Uma equipa internacional de arqueólogos, liderada pelos portugueses Mariana Nabais e Rui Monge Soares, encontrou vestígios de um centro de produção metalúrgico do século I a.C, em Safara. O entusiasmo é grande.

A equipa da escola de campo de arqueologia South-West Archaeology Digs (SWAD) encontrou "evidências de toda uma cadeia de produção de metais" e foram identificadas várias estruturas datadas da época Romano Republicana (século I a.C.) e inúmeros artefactos.

"Ainda não sabemos qual era o metal produzido, porque têm de ser feitas análises químicas sobretudo às escórias, mas estamos em crer que seja produção de ferro", afirma a arqueóloga Mariana Nabais. Os arqueólogos acreditam que os minérios eram provenientes de áreas envolventes ao Castelo Velho de Safara, como as jazidas da Serra da Preguiça e a zona mineira de Barrancos.

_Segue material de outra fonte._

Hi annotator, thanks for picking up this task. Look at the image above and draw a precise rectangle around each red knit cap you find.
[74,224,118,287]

"É um sítio muito grande, todo muralhado, tem uma muralha muito robusta e adoçado à muralha saem uma série de estruturas. Esta produção metalúrgica foi encontrada numa estruturas destas que está perto da muralha e perto de uma zona de circulação que nós julgamos ser uma rua que se desenvolveria paralela à murada e depois haverá eventualmente uma zona habitacional, mas que ainda está debaixo de terra", conta a arqueóloga que acredita que na Safara há trabalho para várias gerações.

Mariana Nabais que, com Rui Monge Soares, dirige as escavações revela que tem sido encontrada uma quantidade enorme de materiais arqueológicos. "Estamos sistematicamente a apanhar não só cerâmicas, como ossos de animais e uma série de objetos como alfinetes que nós chamamos de fíbulas, existem muitos pregos em ferro, pesos de tear, contas de colar em vido e numa pedra vermelha vulgo cornalina."

Sem esconder o entusiasmo, Mariana Nabais conta que diariamente elegem a descoberta do dia e há dias em que há várias descobertas de destaque. Mas até aqui as mais especiais para a arqueóloga foram os alfinetes ou fíbulas em bronze. " São de época romana e serviam para prender as vestimentas romanas."

Estas descobertas surgem agora depois de uma primeira campanha de escavação no Castelo Velho de Safara, em 2018. Desde junho que os arqueólogos estão de volta ao terreno, com uma equipa constituída por membros de mais de 10 nacionalidades diferentes e com a direção científica dos dois arqueólogos portugueses.

Durante a escavação têm vindo a decorrer atividades pedagógicas envolvendo grupos da comunidade local e no dia 20 de julho haverá um 'Dia Aberto', para que o público possa visitar o Castelo e a escavação, e apreciar os artefactos descobertos no local.

Uma exposição sobre os trabalhos desenvolvidos pela equipa de arqueólogos estará patente da Casa da Moagem de Safara, no final das escavações, a partir de 30 de agosto.